Bear with me I am a bit new to all this,

I have this query running in my PHP script:

$insertQuery = "INSERT INTO blog_articles 
     VALUES '$title', $tags', '$category', '$blog', '$author', '$date'";

I then run this script:

    if ($result = $connector->query($insertQuery)){
 // It worked, give confirmation
 echo '<center><b>Article added to the database</b></center><br>';
}else{
 // It hasn't worked so stop. Better error handling code would be good here!
 die (mysql_error());
}
}

I get this error:

You have an error in your SQL syntax; check the manual that corresponds to your MySQL server version for the right syntax to use near 'Title Number 1, General, Blogging, Kayaking, General, Tgis is blog number spelli' at line 2

But I cannot tell what the error is, it looks fine so if someone could help me that would be great thanks

Answer 1

You have a single quote missing before $tags.

Answer 2

Your query should be more like this

INSERT INTO blog_articles (`title`, `tags`, `category`, `blog`, `author`, `date`)
VALUES ('$title', '$tags', '$category', '$blog', '$author', '$date')

You should also look into sanitizing your query. Perhaps this way (but i don't know your exact setup, so results might vary)

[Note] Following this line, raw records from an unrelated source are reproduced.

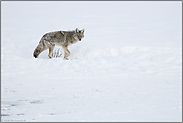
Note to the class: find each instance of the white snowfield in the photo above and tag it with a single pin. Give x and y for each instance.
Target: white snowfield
(128, 67)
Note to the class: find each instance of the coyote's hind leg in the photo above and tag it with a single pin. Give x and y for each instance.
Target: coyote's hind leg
(66, 53)
(52, 46)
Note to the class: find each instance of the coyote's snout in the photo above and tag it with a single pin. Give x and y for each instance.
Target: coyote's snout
(60, 38)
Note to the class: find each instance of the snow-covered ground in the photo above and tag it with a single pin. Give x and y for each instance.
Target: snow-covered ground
(128, 67)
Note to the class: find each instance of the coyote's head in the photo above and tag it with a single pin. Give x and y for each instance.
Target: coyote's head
(79, 34)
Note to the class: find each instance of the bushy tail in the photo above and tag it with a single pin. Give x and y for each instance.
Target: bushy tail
(38, 50)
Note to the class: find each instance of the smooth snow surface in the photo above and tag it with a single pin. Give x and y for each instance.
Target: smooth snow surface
(128, 67)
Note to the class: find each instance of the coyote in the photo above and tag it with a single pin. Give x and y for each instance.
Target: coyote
(60, 38)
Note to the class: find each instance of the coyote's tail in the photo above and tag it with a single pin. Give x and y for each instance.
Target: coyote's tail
(38, 50)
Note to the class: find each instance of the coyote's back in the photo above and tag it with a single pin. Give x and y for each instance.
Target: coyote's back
(60, 38)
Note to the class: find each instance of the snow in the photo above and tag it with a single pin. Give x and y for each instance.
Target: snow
(128, 67)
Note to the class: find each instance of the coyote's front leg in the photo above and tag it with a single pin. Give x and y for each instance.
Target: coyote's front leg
(66, 53)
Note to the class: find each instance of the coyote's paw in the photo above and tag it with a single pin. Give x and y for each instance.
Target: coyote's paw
(49, 56)
(66, 58)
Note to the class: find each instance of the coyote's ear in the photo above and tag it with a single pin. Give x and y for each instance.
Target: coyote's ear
(77, 30)
(82, 31)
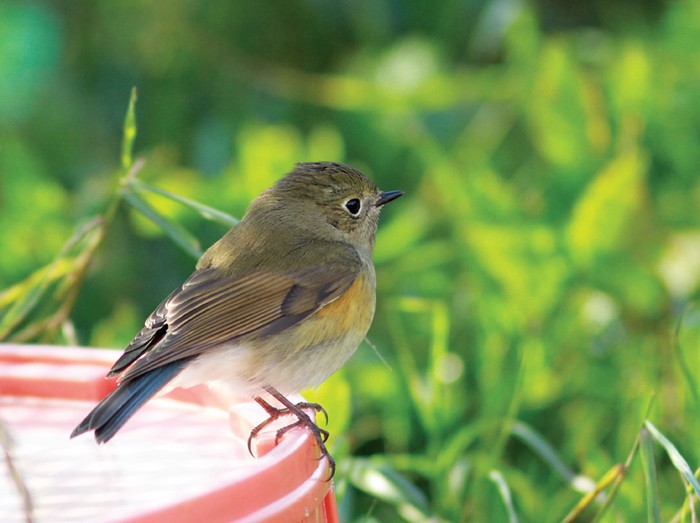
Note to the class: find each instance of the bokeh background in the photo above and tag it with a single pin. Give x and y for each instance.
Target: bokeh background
(538, 283)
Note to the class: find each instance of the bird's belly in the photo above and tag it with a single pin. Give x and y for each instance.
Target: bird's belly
(300, 357)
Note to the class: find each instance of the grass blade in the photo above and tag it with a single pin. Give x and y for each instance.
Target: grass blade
(646, 448)
(385, 483)
(178, 234)
(504, 491)
(129, 132)
(542, 448)
(676, 458)
(205, 211)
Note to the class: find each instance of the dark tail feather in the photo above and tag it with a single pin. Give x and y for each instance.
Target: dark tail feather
(113, 411)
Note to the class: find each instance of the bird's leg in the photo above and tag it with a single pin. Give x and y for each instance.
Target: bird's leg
(303, 420)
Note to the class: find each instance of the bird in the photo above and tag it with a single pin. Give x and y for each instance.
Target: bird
(275, 306)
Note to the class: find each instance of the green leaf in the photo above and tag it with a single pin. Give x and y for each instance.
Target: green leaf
(543, 449)
(205, 211)
(385, 483)
(504, 491)
(676, 458)
(129, 132)
(650, 476)
(178, 234)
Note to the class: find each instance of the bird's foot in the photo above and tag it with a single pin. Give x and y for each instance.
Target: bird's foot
(303, 420)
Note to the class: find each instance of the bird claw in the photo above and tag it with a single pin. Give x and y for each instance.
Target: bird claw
(303, 420)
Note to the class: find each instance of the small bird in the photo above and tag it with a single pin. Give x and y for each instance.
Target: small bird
(277, 305)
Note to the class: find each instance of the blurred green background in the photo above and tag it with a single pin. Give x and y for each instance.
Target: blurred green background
(538, 283)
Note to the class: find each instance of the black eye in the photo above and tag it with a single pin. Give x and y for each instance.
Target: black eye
(353, 206)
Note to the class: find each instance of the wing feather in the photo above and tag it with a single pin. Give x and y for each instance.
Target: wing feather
(211, 309)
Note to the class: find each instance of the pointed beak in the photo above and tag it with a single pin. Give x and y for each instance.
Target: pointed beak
(387, 196)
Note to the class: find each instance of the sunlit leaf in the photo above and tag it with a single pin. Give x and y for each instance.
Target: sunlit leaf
(179, 235)
(204, 210)
(650, 476)
(676, 457)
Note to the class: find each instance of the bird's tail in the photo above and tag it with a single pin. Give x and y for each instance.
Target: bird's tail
(113, 411)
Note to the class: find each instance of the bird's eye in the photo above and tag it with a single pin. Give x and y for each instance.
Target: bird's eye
(353, 206)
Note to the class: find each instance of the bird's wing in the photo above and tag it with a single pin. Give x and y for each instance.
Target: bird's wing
(211, 309)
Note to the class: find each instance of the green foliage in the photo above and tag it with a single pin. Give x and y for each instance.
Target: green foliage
(538, 283)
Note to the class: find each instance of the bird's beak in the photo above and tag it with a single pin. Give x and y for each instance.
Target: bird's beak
(387, 196)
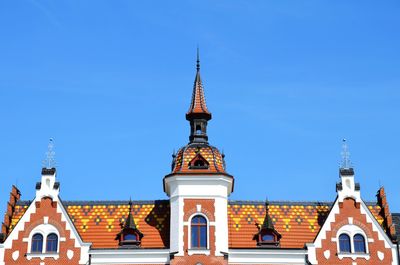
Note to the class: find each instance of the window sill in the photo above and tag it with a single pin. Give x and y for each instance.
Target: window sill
(42, 256)
(354, 256)
(198, 252)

$sql = sprintf("INSERT INTO blog_articles (`title`, `tags`, `category`, 
    `blog`, `author`, `date`) VALUES ('%s', '%s', '%s', '%s', '%s', '%s')",
mysql_real_escape_string($title), mysql_real_escape_string($tags), 
mysql_real_escape_string($category),  mysql_real_escape_string($blog), 
mysql_real_escape_string($author),  mysql_real_escape_string($date));

This uses the sprintf() function, the php documentation has some great examples.

Answer 3

You need to add the names of the fields you are inserting to

INSERT INTO blog_articles ('title', 'tags', 'category', 'blog', 'author', 'date') VALUES ('$title', '$tags', '$category', '$blog', '$author', '$date')

Also you should add some code to escape double or single quote in your text that could break the SQL query.

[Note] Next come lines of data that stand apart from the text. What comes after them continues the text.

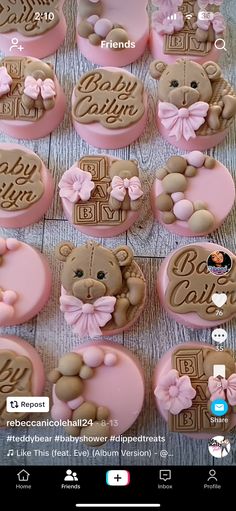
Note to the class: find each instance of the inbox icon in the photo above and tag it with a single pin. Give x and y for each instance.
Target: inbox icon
(219, 407)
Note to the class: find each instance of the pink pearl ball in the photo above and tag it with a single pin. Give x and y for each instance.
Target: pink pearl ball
(110, 359)
(196, 158)
(93, 357)
(103, 27)
(183, 209)
(177, 196)
(61, 411)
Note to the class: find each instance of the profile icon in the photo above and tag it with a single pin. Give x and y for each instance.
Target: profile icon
(219, 263)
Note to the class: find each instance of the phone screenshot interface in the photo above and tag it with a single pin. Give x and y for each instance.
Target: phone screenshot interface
(117, 248)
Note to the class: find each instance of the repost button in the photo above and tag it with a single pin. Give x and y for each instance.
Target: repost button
(27, 404)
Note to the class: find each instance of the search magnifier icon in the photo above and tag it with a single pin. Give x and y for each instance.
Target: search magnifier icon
(220, 44)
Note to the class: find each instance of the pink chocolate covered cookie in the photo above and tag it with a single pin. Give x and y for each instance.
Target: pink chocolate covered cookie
(102, 196)
(21, 374)
(187, 28)
(31, 27)
(32, 103)
(25, 282)
(196, 104)
(26, 187)
(103, 291)
(100, 389)
(197, 285)
(109, 108)
(187, 194)
(185, 389)
(111, 33)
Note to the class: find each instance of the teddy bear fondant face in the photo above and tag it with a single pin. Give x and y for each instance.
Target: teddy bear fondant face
(185, 82)
(93, 271)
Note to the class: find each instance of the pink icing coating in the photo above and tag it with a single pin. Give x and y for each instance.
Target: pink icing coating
(98, 136)
(196, 158)
(26, 272)
(156, 43)
(190, 319)
(105, 231)
(163, 367)
(183, 209)
(215, 180)
(23, 348)
(61, 411)
(24, 217)
(131, 15)
(124, 397)
(42, 127)
(93, 357)
(38, 46)
(110, 359)
(75, 403)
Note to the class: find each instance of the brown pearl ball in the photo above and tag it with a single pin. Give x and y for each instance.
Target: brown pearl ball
(164, 202)
(70, 364)
(69, 388)
(176, 164)
(86, 411)
(174, 183)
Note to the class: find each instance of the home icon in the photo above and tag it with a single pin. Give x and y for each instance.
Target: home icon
(23, 475)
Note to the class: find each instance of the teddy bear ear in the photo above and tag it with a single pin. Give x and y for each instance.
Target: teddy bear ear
(64, 250)
(212, 69)
(124, 255)
(157, 68)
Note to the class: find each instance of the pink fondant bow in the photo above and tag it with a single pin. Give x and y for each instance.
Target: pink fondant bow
(87, 318)
(220, 388)
(34, 88)
(182, 122)
(122, 186)
(5, 81)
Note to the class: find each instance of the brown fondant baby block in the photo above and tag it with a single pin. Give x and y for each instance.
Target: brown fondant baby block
(186, 387)
(102, 196)
(196, 104)
(103, 290)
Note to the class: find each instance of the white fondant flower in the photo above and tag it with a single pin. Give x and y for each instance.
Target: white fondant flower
(76, 185)
(166, 24)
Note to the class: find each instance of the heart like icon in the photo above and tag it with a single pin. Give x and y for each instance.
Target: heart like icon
(219, 299)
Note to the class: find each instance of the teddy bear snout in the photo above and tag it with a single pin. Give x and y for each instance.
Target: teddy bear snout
(89, 289)
(183, 97)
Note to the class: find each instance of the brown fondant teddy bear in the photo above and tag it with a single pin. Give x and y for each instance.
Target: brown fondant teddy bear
(125, 192)
(186, 82)
(214, 357)
(93, 271)
(39, 91)
(69, 379)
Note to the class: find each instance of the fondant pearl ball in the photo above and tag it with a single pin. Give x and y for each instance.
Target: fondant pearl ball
(196, 158)
(103, 27)
(183, 209)
(176, 197)
(176, 164)
(201, 221)
(164, 202)
(61, 411)
(174, 183)
(93, 357)
(110, 359)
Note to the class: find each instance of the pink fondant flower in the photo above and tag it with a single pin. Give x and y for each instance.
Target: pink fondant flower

use the PHP function mysql_real_escape_string()

mysql_real_escape_string() calls MySQL's library function mysql_real_escape_string, which prepends backslashes to the following characters: \x00, \n, \r, \, ', " and \x1a.

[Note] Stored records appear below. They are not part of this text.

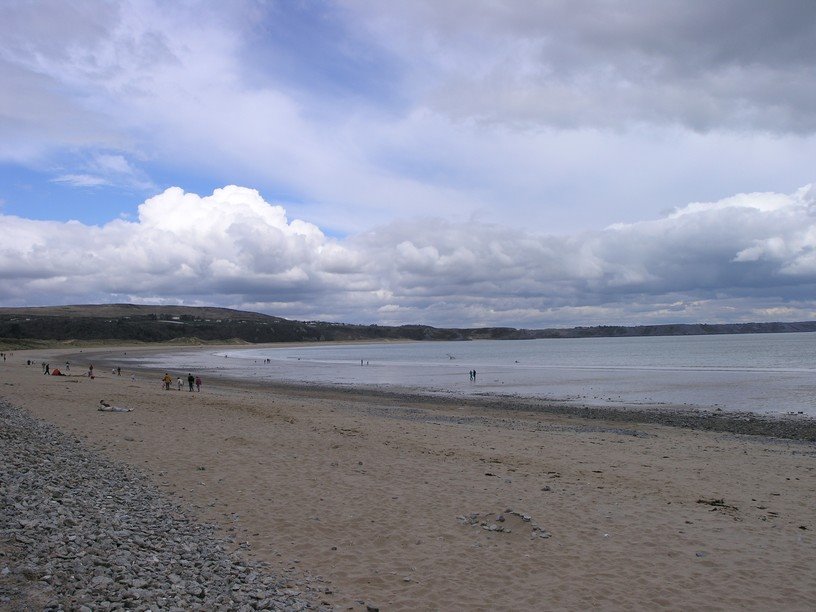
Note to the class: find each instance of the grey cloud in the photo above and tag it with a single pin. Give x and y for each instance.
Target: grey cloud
(749, 257)
(735, 65)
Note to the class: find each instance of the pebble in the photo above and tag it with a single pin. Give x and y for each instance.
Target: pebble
(81, 532)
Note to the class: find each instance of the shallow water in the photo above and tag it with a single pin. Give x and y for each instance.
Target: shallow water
(765, 373)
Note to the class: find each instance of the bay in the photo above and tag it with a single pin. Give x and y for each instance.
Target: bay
(764, 373)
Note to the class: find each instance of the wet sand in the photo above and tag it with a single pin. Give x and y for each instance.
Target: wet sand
(401, 502)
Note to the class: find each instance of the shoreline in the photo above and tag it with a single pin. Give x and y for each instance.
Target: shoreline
(410, 502)
(780, 425)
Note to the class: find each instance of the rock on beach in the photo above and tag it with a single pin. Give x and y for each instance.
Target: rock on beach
(80, 532)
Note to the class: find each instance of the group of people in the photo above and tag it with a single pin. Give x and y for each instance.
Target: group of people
(167, 380)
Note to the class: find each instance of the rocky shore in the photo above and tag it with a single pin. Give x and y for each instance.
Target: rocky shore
(80, 532)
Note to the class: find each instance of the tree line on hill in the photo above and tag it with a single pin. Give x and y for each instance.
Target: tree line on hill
(138, 323)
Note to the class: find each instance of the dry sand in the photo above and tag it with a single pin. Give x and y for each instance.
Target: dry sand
(379, 496)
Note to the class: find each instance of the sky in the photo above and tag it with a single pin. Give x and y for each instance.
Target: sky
(456, 163)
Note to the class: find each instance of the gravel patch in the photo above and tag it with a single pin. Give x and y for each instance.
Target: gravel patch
(81, 532)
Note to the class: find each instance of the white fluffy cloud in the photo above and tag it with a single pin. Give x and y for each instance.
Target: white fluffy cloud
(748, 257)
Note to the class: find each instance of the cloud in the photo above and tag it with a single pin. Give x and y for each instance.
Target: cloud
(747, 257)
(731, 65)
(359, 113)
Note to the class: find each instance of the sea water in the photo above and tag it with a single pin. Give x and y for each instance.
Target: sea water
(765, 373)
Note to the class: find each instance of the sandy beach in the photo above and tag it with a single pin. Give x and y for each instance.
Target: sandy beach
(407, 504)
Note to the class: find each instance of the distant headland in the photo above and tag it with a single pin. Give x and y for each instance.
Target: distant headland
(128, 323)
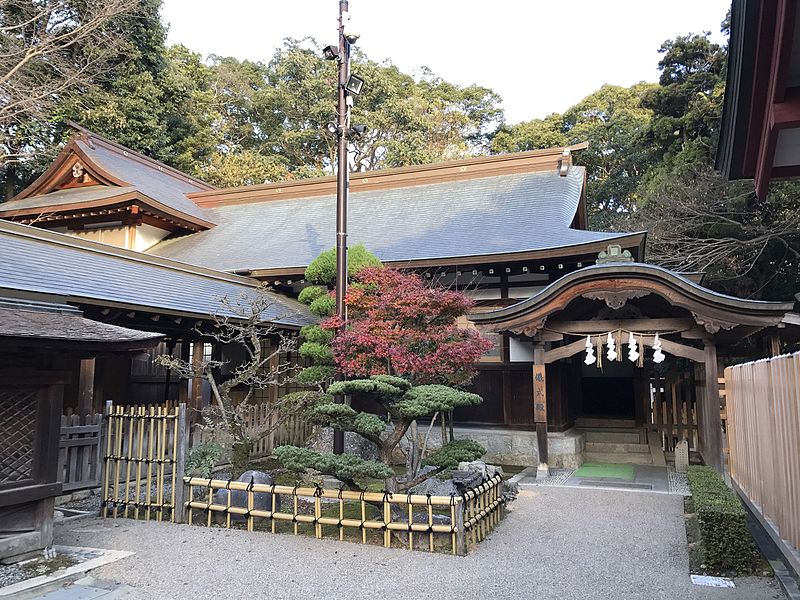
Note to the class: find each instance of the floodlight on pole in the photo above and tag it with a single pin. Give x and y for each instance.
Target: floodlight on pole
(342, 183)
(354, 85)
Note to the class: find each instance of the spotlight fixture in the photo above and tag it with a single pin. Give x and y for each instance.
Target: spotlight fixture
(330, 52)
(357, 131)
(354, 85)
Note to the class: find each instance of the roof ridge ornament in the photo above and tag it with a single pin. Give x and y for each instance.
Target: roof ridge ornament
(614, 253)
(566, 162)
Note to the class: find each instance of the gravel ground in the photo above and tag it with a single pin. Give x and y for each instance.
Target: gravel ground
(556, 543)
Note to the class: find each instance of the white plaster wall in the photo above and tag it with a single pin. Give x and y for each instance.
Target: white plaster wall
(147, 236)
(115, 236)
(520, 350)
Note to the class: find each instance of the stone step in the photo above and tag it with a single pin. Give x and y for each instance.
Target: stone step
(616, 447)
(613, 437)
(635, 458)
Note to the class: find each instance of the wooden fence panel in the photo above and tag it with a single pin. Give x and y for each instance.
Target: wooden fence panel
(144, 457)
(79, 452)
(674, 410)
(763, 410)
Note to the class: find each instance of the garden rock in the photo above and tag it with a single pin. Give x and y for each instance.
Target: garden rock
(261, 500)
(465, 480)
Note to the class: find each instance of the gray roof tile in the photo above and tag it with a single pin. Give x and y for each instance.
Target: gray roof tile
(51, 263)
(149, 177)
(491, 215)
(47, 321)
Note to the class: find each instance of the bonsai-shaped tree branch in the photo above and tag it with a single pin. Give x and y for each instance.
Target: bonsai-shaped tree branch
(241, 323)
(403, 405)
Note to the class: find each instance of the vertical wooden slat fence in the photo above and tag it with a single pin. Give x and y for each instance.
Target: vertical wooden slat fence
(412, 521)
(80, 452)
(673, 413)
(143, 462)
(763, 425)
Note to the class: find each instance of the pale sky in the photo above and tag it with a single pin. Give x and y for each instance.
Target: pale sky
(540, 56)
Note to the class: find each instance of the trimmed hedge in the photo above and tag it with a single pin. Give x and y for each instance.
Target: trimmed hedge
(725, 543)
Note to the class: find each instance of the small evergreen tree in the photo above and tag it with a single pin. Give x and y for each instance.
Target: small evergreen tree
(403, 342)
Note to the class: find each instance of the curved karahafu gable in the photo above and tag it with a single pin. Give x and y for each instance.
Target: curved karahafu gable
(616, 283)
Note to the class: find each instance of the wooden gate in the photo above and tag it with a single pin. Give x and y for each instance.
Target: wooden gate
(673, 410)
(144, 462)
(79, 452)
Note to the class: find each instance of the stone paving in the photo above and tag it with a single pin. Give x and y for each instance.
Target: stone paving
(556, 543)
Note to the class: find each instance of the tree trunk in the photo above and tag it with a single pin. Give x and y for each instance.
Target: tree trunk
(11, 180)
(240, 457)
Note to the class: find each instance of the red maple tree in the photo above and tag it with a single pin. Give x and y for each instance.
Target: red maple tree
(400, 325)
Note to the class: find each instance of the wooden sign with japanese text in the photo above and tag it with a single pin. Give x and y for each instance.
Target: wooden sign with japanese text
(539, 394)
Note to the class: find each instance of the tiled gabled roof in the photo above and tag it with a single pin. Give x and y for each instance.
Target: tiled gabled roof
(121, 173)
(510, 213)
(83, 272)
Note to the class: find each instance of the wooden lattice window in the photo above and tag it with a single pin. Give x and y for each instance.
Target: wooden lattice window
(18, 416)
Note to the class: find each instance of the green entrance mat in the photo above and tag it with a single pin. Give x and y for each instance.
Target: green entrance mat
(610, 470)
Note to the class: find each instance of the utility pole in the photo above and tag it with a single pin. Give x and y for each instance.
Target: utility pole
(342, 186)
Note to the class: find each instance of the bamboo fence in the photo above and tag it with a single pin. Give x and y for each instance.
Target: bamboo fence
(418, 520)
(145, 447)
(763, 412)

For more details: http://uk.php.net/mysql_real_escape_string

Answer 4

As aknock says, you are missing a ' before $tags.

However, you really need to be using mysql_escape_string to protect against SQL injection attacks. Using mysql_escape_string for your SQL query parameters is a good habit to get into.

Using a DB wrapper like PEAR can make escaping parameters much less painful. Your code above could be written like:

$insertQuery = "INSERT INTO blog_articles \
                  (`title`, `tags`, `category`, `blog`, `author`, `date`) \
                  VALUES (?, ?, ?, ?, ?, ?)";

$data = array($title, $tags, $category, $blog, $author, $date);

if ($result = $connector->query($insertQuery, $data)) {
    // It worked, give confirmation
    echo '<center><b>Article added to the database</b></center><br>';
}else{
    // It hasn't worked so stop. Better error handling code would be good here!
    die (mysql_error());
}

(assuming $connector is a PEAR DB object)

Explicitly giving the names and order of the columns that you're inserting makes your code much more maintainable and readable. If you change the database schema later, you will be protected from inserting values into the wrong column, or into columns that don't exist any more.